Чонгук медленно протаскивает пальцы сквозь пряди моих волос. По коже головы бегут мурашки. Прикосновения такие нежные и трепетные, что мне начинает казаться, что ничего грубого уже и не будет, но… Он наматывает кончики моих волос на свой кулак. Тянет все сильнее. Так сильно, что, чтобы не вскрикнуть от боли, мне приходится запрокинуть голову назад и максимально поддаться напору. И когда я уже на грани, Чонгук прекращает тянуть ─ его костяшки упираются в затылок.
Я молча грызу собственные губы.
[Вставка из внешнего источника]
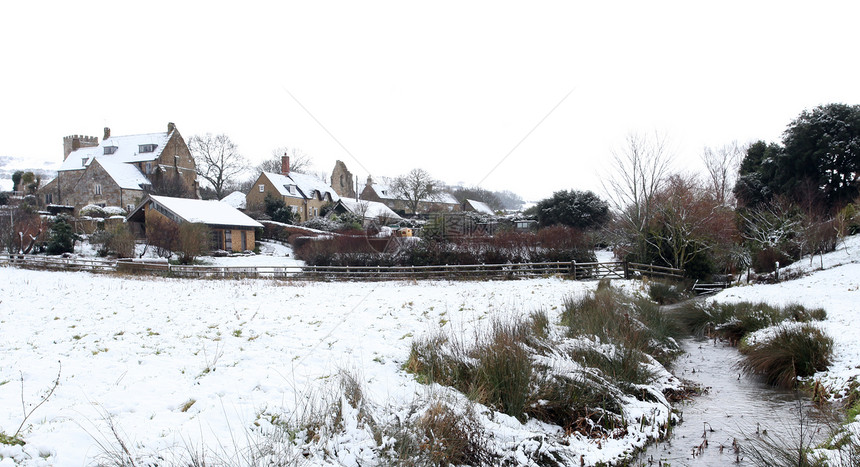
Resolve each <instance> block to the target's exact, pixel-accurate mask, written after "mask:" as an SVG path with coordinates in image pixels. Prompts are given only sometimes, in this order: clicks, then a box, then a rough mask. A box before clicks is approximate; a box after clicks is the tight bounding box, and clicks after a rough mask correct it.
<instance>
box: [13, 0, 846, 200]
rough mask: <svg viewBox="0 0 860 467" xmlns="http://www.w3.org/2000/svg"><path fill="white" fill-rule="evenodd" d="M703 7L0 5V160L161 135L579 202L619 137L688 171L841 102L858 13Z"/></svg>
mask: <svg viewBox="0 0 860 467" xmlns="http://www.w3.org/2000/svg"><path fill="white" fill-rule="evenodd" d="M273 3H274V2H273ZM708 5H710V6H705V4H704V3H703V2H689V1H685V2H599V3H598V2H587V3H586V2H522V3H512V2H498V1H493V2H425V3H417V2H403V1H395V2H371V3H366V2H361V3H359V2H278V4H277V5H271V4H268V3H262V2H199V3H198V2H177V1H166V2H161V1H155V2H149V1H148V2H134V3H133V4H132V3H129V2H114V1H105V2H58V3H55V4H54V3H51V2H5V3H4V4H3V6H2V7H0V44H2V45H0V63H2V71H0V109H2V110H0V128H2V138H0V156H13V157H25V158H28V159H32V160H33V161H34V162H35V161H39V162H40V161H43V160H56V161H57V162H59V161H60V159H62V137H63V136H65V135H69V134H87V135H93V136H98V137H99V138H100V139H101V136H102V129H103V127H105V126H109V127H111V130H112V132H113V134H115V135H122V134H134V133H150V132H156V131H165V130H166V126H167V122H168V121H172V122H174V123H176V125H177V127H178V128H179V130H180V132H181V133H182V135H183V136H185V137H186V138H188V137H190V136H192V135H194V134H198V133H205V132H212V133H220V132H224V133H227V134H228V135H229V136H230V137H231V138H232V139H233V141H234V142H236V143H237V144H238V145H239V148H240V150H241V151H242V153H243V154H245V155H246V156H247V157H248V159H250V160H252V161H254V162H257V161H260V160H262V159H264V158H267V157H269V156H270V154H271V151H272V149H273V148H275V147H278V146H290V147H298V148H301V149H302V150H304V151H305V152H306V153H308V154H310V155H311V156H312V157H313V159H314V162H315V169H316V170H324V171H326V172H330V171H331V169H332V167H333V166H334V161H335V160H336V159H340V160H343V161H344V162H345V163H346V164H347V167H348V168H349V169H350V170H351V171H352V172H353V173H355V174H356V175H358V176H359V177H360V181H361V183H363V182H364V179H365V177H366V176H367V173H368V171H369V172H370V173H371V174H372V175H374V176H382V175H388V176H395V175H399V174H402V173H405V172H407V171H408V170H410V169H411V168H414V167H421V168H424V169H425V170H427V171H429V172H430V173H431V174H432V175H434V176H435V177H437V178H440V179H442V180H443V181H446V182H449V183H455V182H463V183H466V184H477V183H479V182H481V183H482V186H484V187H486V188H489V189H510V190H512V191H515V192H517V193H519V194H520V195H522V196H523V197H524V198H526V199H540V198H544V197H547V196H550V195H551V194H552V192H553V191H557V190H561V189H594V190H597V191H599V190H600V182H599V177H600V176H601V175H602V174H605V173H606V171H607V170H608V164H607V160H608V158H609V154H610V151H611V150H612V149H613V148H617V147H619V146H620V145H621V144H622V143H623V139H624V137H625V136H626V135H627V134H629V133H630V132H653V131H655V130H659V131H661V132H664V133H666V134H667V135H668V137H669V139H670V141H671V142H672V144H673V147H674V148H675V150H676V153H677V157H678V162H679V164H678V168H679V169H692V168H697V167H698V166H699V165H698V158H699V154H700V153H701V151H702V148H703V147H704V146H705V145H711V146H718V145H723V144H726V143H729V142H731V141H733V140H738V141H740V142H746V141H748V140H753V139H765V140H768V141H778V140H779V139H780V136H781V133H782V131H783V130H784V129H785V127H786V125H787V124H788V123H789V122H790V121H791V120H792V119H793V118H795V117H796V116H797V115H798V114H799V113H800V112H801V111H802V110H803V109H805V108H811V107H814V106H816V105H819V104H825V103H830V102H844V103H848V104H858V103H860V80H858V75H860V73H858V71H860V61H858V59H857V58H858V50H860V47H858V46H860V40H858V37H860V36H858V27H857V21H858V18H860V3H858V2H856V1H853V2H849V1H845V2H821V1H818V2H751V1H744V2H710V3H709V4H708ZM571 90H572V91H573V92H572V93H571V94H570V95H569V97H567V99H565V100H564V101H563V102H562V99H563V98H564V96H565V95H567V94H568V93H569V92H570V91H571ZM290 94H292V95H293V96H295V98H296V99H298V101H300V102H301V104H303V105H304V107H305V108H306V109H307V111H305V110H303V109H302V107H301V106H300V105H299V104H298V103H297V102H296V100H294V99H293V98H292V97H290ZM556 106H557V108H556V109H555V111H554V112H552V114H550V115H549V116H548V117H547V118H546V120H545V121H544V122H543V123H542V124H540V125H539V126H537V128H535V125H537V124H538V122H540V121H541V120H542V119H543V118H544V117H545V116H547V113H549V112H550V110H551V109H553V108H554V107H556ZM311 115H312V116H313V117H312V116H311ZM314 119H316V120H318V121H319V122H320V123H321V124H322V125H323V126H324V127H325V128H326V129H328V131H329V132H330V133H331V135H333V136H334V138H332V136H330V135H329V134H327V132H326V131H325V130H324V129H323V128H321V126H320V125H319V124H318V123H317V122H316V121H315V120H314ZM533 128H535V129H534V132H532V133H531V135H530V136H529V137H528V138H526V139H525V141H524V142H523V143H522V144H521V145H520V146H519V147H517V149H516V150H515V151H514V152H512V153H510V151H511V150H512V149H513V148H514V147H515V146H516V145H517V143H518V142H520V140H522V139H523V137H525V136H526V135H527V134H528V133H529V132H530V131H531V130H532V129H533ZM335 138H336V140H337V141H339V142H340V143H342V145H343V147H345V148H346V149H347V150H348V152H349V154H348V153H347V152H345V151H344V149H342V148H341V146H340V145H339V144H338V143H337V141H335ZM508 153H510V155H509V156H508V157H507V158H506V159H504V160H503V158H505V156H506V155H507V154H508ZM500 162H501V164H499V163H500ZM497 164H499V165H498V168H496V169H495V170H493V167H495V166H496V165H497Z"/></svg>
Твердые, горячие пальцы властно пробегают вдоль позвоночника: от того места, где мои волосы зажаты в кулаке.
─ Прогнись сильнее, ─ требует он.
Я послушно опускаюсь на локти и максимально прогибаюсь в пояснице, чувствуя себя «грязным» оттого, что с каждой новой командой теку все обильнее.